Selon M6, "il y a à la fois les investisseurs qui se voient obliger de casser le deal à la suite d’une étude approfondie des dossiers mais aussi les candidats, qui ne souhaitent pas poursuivre pour des raisons qui leurs sont propres".
Selon Anthony Bourbon, c’est normal que l’investisseur ait toutes les cartes en main: "Comme dans la 'vraie vie', certains deals se font, d’autres non. Aucun rapport avec la sincérité".
"J’imagine que si c’était votre argent, vous ne le donneriez pas non plus sans rien vérifier?"
Lors de la saison 4, Anthony Bourbon a ainsi décliné plus d’un tiers des deals sur lesquels il s’était engagé devant les caméras. Mais selon l’homme d’affaires, interrogé par BFM Business, "les investisseurs ne font pas un chèque en blanc sur le plateau, ils s’engagent à poursuivre les discussions en fixant une base de négociation pour la suite". Les start-up se présentent sous "leur meilleur angle", dit-il, et "quand on ouvre le capot, hors caméra, on découvre la réalité".

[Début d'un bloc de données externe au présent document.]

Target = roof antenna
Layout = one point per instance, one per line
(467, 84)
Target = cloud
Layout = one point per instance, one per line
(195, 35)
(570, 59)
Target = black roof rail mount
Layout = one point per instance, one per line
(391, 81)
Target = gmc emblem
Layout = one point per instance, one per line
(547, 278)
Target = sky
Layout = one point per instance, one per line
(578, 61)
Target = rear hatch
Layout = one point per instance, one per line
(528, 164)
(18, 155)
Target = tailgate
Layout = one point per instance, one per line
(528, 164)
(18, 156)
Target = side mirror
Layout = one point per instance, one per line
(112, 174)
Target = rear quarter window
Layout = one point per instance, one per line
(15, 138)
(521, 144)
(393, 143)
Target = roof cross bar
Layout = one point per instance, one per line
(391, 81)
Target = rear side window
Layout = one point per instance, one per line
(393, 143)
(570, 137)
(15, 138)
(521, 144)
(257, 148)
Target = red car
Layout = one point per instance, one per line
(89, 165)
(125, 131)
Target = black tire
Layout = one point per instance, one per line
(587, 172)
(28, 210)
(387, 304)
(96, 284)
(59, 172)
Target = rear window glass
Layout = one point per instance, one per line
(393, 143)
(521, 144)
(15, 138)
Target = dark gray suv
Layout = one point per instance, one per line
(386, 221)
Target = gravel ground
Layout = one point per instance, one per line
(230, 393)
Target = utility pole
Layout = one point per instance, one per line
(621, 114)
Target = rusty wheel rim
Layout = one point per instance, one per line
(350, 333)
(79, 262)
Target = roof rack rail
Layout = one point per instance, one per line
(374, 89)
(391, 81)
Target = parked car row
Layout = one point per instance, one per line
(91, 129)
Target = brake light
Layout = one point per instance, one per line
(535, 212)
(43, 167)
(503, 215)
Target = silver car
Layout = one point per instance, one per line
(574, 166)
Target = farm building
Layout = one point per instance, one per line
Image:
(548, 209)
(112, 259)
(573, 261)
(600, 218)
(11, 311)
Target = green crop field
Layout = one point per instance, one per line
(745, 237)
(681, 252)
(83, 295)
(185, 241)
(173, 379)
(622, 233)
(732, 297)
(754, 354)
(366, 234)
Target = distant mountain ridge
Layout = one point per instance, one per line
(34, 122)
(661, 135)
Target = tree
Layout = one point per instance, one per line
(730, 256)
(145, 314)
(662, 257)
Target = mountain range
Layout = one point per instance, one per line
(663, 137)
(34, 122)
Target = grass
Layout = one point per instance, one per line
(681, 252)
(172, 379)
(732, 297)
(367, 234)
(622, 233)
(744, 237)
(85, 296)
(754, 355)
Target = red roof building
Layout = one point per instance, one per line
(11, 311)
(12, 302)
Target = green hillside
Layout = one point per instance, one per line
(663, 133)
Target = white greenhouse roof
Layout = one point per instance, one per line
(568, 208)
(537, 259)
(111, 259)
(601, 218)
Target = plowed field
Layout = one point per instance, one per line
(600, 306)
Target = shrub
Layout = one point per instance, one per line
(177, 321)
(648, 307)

Pour le créateur de la plateforme Blast, tous les participants ne sont pas à la recherche de financement.
"Certains entrepreneurs participent en sachant à l’avance qu’ils ne feront pas le deal en réalité, même s’ils l’acceptent en plateau."
Sur les 26 start-up interrogées par BFM Business, aucune n’a admis avoir participé en sachant qu’elle n’irait pas au bout du processus avec l’investisseur. Selon une entrepreneuse, "au moment du 'oui' des jurés, on voit les larmes couler en plateau, c’est tellement fort… Tu y crois et tu les veux vraiment ces investissements".

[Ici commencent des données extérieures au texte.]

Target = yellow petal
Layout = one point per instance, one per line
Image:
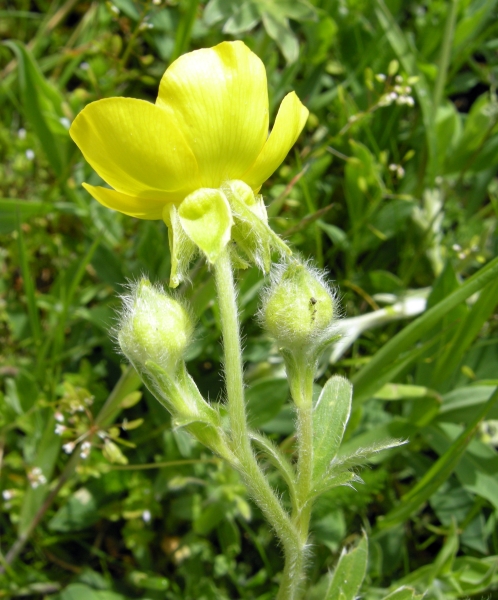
(220, 99)
(135, 147)
(141, 208)
(291, 118)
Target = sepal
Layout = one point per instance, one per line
(181, 247)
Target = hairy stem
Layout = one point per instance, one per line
(304, 410)
(253, 476)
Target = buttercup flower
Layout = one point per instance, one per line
(209, 126)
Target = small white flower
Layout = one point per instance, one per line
(146, 516)
(69, 447)
(85, 449)
(36, 477)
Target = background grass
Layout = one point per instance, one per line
(396, 199)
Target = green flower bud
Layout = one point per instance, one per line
(154, 327)
(298, 307)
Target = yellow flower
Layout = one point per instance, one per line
(209, 125)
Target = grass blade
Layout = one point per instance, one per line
(437, 474)
(366, 381)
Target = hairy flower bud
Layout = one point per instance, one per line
(154, 327)
(298, 308)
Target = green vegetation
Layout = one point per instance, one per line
(392, 189)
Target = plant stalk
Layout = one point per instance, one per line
(251, 471)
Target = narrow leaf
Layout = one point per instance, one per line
(42, 105)
(349, 573)
(438, 473)
(366, 381)
(330, 417)
(279, 460)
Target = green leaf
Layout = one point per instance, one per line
(218, 10)
(349, 573)
(45, 459)
(206, 218)
(366, 381)
(400, 391)
(42, 104)
(245, 18)
(407, 55)
(278, 459)
(330, 417)
(362, 186)
(12, 211)
(79, 512)
(403, 593)
(470, 326)
(264, 399)
(279, 30)
(80, 591)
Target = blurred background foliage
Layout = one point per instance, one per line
(392, 189)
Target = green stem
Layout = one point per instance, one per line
(303, 398)
(254, 478)
(444, 59)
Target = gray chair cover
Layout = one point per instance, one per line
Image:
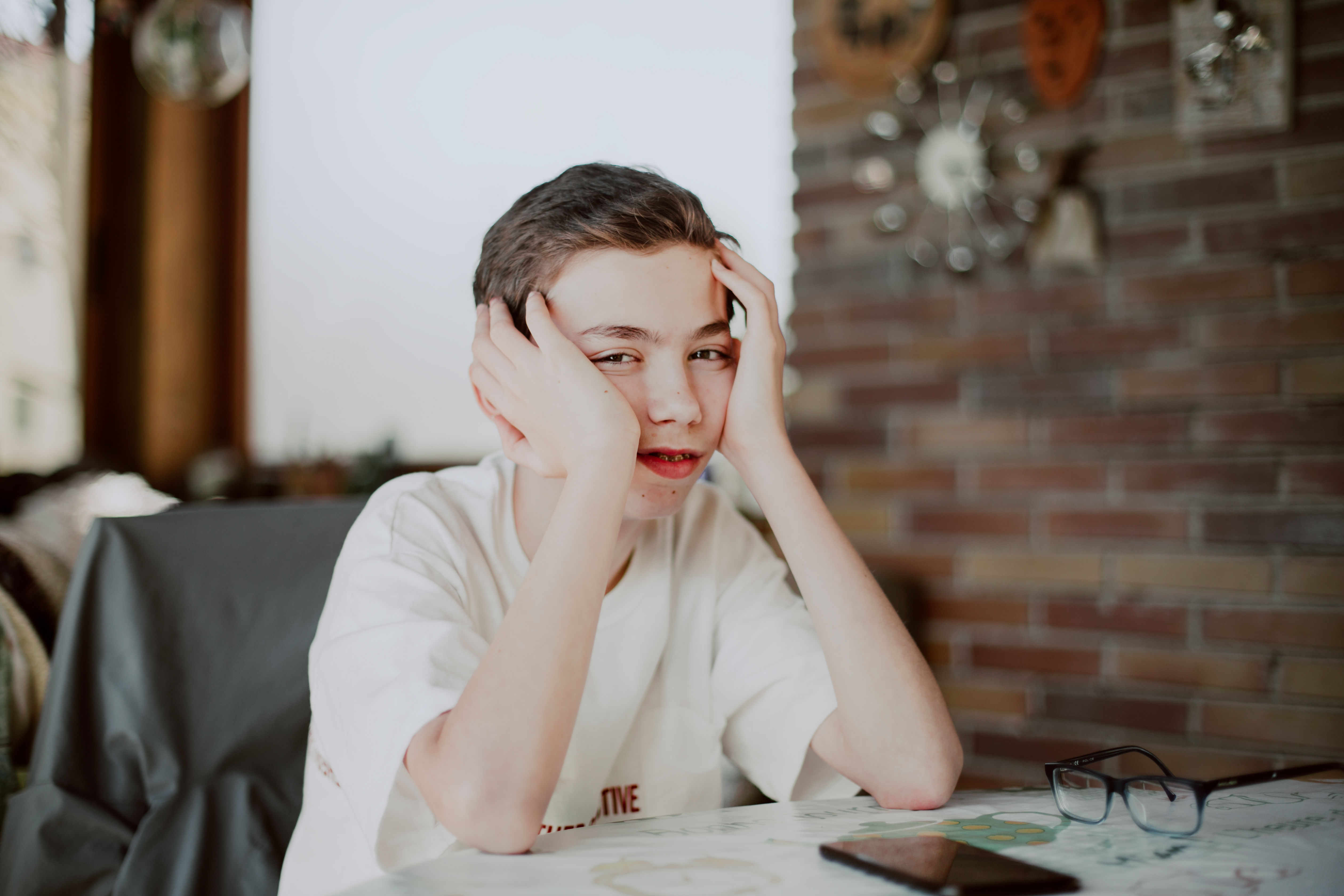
(171, 746)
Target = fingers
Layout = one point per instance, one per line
(746, 271)
(503, 332)
(759, 304)
(539, 322)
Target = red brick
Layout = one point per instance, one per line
(1147, 244)
(1260, 378)
(906, 479)
(937, 653)
(1193, 670)
(1009, 701)
(1316, 476)
(1320, 76)
(1117, 341)
(1166, 429)
(1319, 277)
(925, 308)
(837, 436)
(1289, 230)
(814, 358)
(1310, 130)
(1205, 287)
(1294, 527)
(1308, 426)
(1323, 327)
(935, 522)
(1054, 477)
(1085, 296)
(1119, 525)
(1120, 617)
(916, 566)
(1035, 659)
(1232, 189)
(1202, 476)
(1031, 749)
(1148, 57)
(1299, 628)
(905, 393)
(1152, 715)
(971, 350)
(1049, 389)
(1323, 25)
(1316, 178)
(1295, 726)
(1144, 13)
(1005, 612)
(820, 195)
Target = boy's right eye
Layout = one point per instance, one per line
(615, 358)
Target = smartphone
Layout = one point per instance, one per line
(948, 867)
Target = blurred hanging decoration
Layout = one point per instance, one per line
(1068, 231)
(968, 213)
(1232, 65)
(194, 51)
(862, 43)
(1062, 42)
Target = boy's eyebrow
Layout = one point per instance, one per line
(640, 335)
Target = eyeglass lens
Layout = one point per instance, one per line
(1163, 805)
(1081, 794)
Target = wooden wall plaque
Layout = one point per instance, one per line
(1062, 41)
(866, 46)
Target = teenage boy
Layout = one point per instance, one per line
(576, 631)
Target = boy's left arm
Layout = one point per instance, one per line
(892, 733)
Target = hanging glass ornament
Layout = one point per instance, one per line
(194, 51)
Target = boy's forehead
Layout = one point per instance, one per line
(671, 289)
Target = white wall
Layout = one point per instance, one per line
(389, 136)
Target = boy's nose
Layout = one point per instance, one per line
(671, 399)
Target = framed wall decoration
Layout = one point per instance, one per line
(1062, 42)
(867, 46)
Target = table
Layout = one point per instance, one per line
(1275, 839)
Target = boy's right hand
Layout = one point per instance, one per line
(556, 413)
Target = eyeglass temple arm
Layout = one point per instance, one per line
(1260, 777)
(1115, 751)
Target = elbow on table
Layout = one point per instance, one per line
(928, 788)
(489, 825)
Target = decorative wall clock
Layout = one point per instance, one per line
(1062, 41)
(866, 46)
(967, 213)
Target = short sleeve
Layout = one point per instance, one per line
(771, 679)
(398, 649)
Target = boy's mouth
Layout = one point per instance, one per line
(671, 464)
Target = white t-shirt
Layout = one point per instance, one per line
(701, 651)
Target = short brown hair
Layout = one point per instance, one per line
(588, 207)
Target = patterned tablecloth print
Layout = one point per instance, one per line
(1283, 837)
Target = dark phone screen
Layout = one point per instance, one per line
(940, 866)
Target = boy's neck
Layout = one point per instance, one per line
(534, 503)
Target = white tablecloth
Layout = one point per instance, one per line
(1284, 837)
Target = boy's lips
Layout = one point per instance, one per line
(671, 464)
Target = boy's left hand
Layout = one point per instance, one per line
(754, 424)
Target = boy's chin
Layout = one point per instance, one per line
(657, 500)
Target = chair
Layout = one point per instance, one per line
(171, 746)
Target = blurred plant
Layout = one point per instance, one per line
(194, 51)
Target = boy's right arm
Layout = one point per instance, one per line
(489, 767)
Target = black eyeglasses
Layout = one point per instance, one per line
(1159, 804)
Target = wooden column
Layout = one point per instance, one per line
(166, 341)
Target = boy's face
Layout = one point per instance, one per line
(658, 327)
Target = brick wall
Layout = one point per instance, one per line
(1120, 496)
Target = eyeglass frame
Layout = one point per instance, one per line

Un engagement en plateau ne vaut pas deal
Il faut dire que les candidats sont pour beaucoup novices dans l’entrepreneuriat et ne connaissent pas le processus classique d’une levée de fonds. Ce qui est dommageable, selon une jeune cheffe d’entreprise, "c’est que tout le monde pense que l’histoire se termine en plateau lors de la poignée de main avec le jury, alors qu’elle ne fait que commencer". Un candidat abonde:
"Je pensais, que si le jury disait ’oui’ en plateau, alors on obtenait les financements dans 90% des cas."

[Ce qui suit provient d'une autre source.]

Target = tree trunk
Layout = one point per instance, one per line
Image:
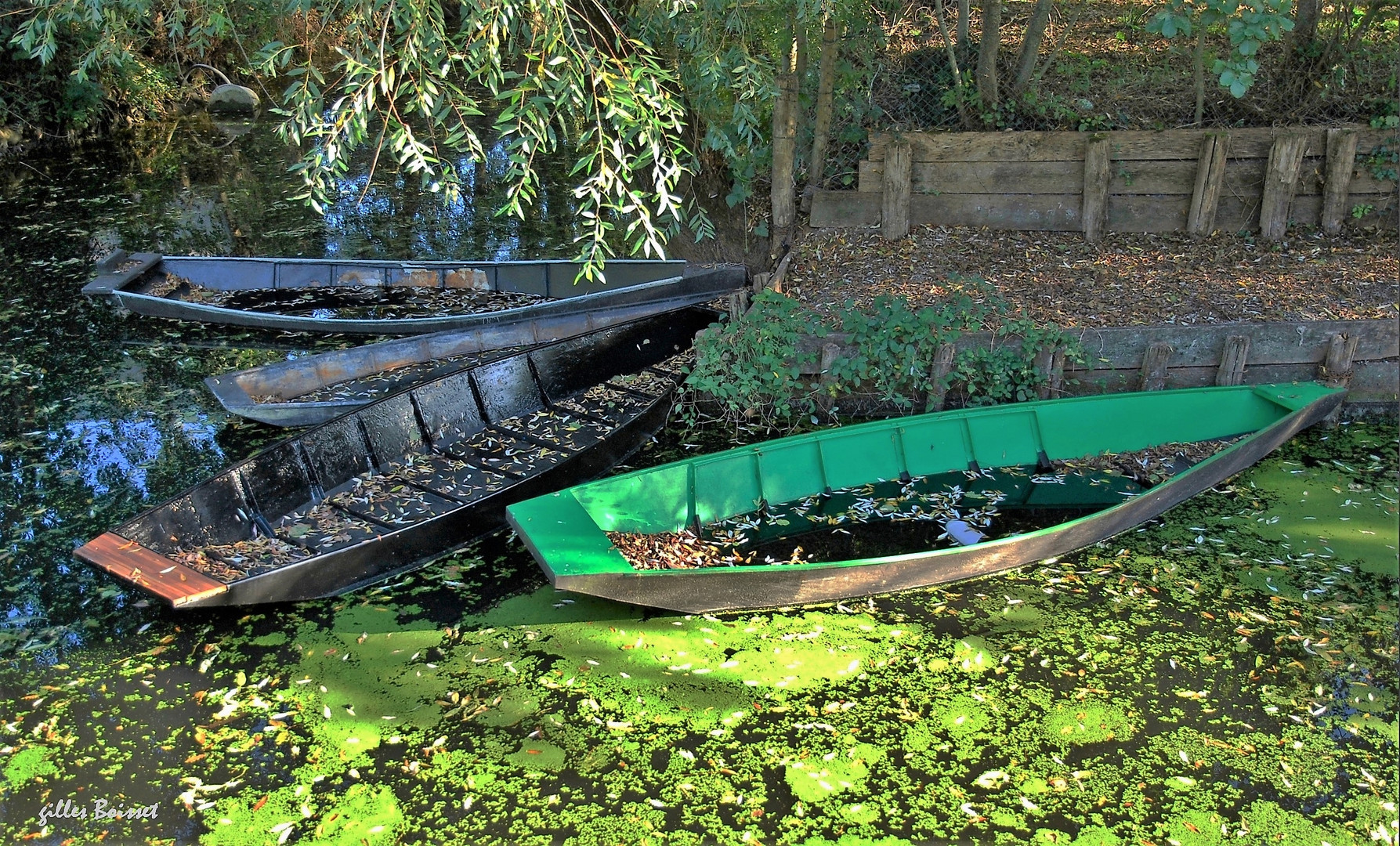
(1305, 23)
(784, 149)
(987, 55)
(1031, 44)
(825, 85)
(1199, 63)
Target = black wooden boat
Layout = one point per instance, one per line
(380, 297)
(315, 389)
(407, 478)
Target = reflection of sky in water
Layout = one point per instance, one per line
(125, 449)
(363, 208)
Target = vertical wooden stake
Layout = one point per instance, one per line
(1051, 364)
(1286, 160)
(1210, 177)
(1154, 366)
(829, 353)
(939, 377)
(738, 304)
(1095, 212)
(1336, 369)
(1341, 161)
(1232, 360)
(898, 184)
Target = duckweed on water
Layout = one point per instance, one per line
(1225, 674)
(1156, 688)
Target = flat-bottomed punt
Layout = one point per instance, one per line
(311, 389)
(407, 478)
(567, 531)
(384, 297)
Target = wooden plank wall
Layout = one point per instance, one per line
(1036, 179)
(1119, 357)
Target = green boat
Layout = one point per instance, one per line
(758, 486)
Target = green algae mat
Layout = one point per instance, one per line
(1224, 674)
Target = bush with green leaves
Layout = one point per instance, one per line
(758, 370)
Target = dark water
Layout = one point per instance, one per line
(1229, 667)
(99, 412)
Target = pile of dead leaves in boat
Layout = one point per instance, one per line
(387, 381)
(682, 551)
(346, 302)
(230, 562)
(1149, 467)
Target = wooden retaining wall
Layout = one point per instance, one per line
(1116, 181)
(1361, 355)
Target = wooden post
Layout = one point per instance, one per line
(830, 352)
(1210, 177)
(1341, 161)
(893, 220)
(1095, 212)
(1336, 369)
(738, 304)
(939, 377)
(1286, 160)
(1051, 366)
(1154, 366)
(1232, 360)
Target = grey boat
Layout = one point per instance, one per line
(311, 389)
(385, 297)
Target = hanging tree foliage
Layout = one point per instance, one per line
(429, 85)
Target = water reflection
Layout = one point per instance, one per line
(103, 412)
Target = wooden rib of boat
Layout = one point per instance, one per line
(378, 297)
(566, 531)
(407, 478)
(315, 389)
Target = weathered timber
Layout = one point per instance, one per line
(1286, 160)
(1241, 175)
(1154, 366)
(1210, 178)
(1232, 360)
(1095, 211)
(895, 211)
(939, 377)
(830, 352)
(1341, 161)
(1183, 145)
(1051, 364)
(1337, 367)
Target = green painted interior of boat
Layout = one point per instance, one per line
(567, 530)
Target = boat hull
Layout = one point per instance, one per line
(275, 492)
(236, 391)
(724, 588)
(629, 284)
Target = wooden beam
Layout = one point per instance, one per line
(1341, 161)
(1232, 360)
(939, 377)
(1210, 177)
(1095, 211)
(1286, 160)
(1154, 366)
(896, 190)
(1051, 366)
(1337, 369)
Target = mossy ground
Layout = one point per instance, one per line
(1214, 677)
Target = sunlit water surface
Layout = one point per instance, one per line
(1227, 674)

Pourtant les investissements ne sont pas automatiques. Après le tournage, une longue période de négociation s’ouvre entre la start-up et le membre du jury. Cette phase, appelée "due diligence", consiste à éplucher les comptes des participants. M6 détaille qu’il y a, à la suite de ce processus, trois possibilités: soit l’accord est trouvé, soit il est renégocié, soit les discussions s’arrêtent.
Une confusion qui se poursuit même après le passage du candidat dans l’émission. "Quand je croise des gens pour le business, ils me demandent: ‘alors c’est comment de travailler avec Jean-Pierre Nadir?’. Alors que nous ne nous sommes jamais associés", raconte l'un d'entre eux.
Des start-up en échec
Cet audit de contrôle obligatoire est mené hors antenne par les membres du jury et dure plusieurs mois. Toutefois, selon plusieurs sources, sa vitesse varie, en fonction de la volonté du futur associé.
"S’il [l’investisseur] est vraiment motivé, en deux mois c’est bouclé, sinon il laisse traîner jusqu’à ce que la start-up se décourage ou qu’elle n’ait plus besoin des fonds."
Et le manque de clarté sur l’après-tournage peut parfois entraîner les start-up dans des situations de crise. C’est ce qui est arrivé à ADN Skis, devenue ADN Group, qui a reproché à Marc Simoncini et Tony Parker leur manque de réactivité. Sa fondatrice Camille-Cécile Lambert l’a dénoncé début février, dans un post sur Linkedin: "Vous étiez au courant depuis des mois de notre besoin urgent de fonds. […] Notre situation financière actuelle est le résultat direct de votre manque de réactivité. Nous avions anticipé ce besoin depuis longtemps, retardant d'autres opportunités en attendant votre décision".
L’émission est une "belle vitrine"
Toutefois, ces déceptions sont souvent compensées par la visibilité gagnée au moment de la diffusion. Les start-up bénéficient de 20 minutes d’antenne sur M6, de surcroît en prime time. L’émission rassemble jusqu’à 11% de part d’audience à chaque épisode. Le diffuseur a conscience de la "belle vitrine" qu’il met à disposition des entrepreneurs. Raison pour laquelle, ils sont préparés. La production met à disposition des coachs pour que chaque participant puisse répéter son pitch avant le tournage: d’abord en visio-conférence puis en plateau.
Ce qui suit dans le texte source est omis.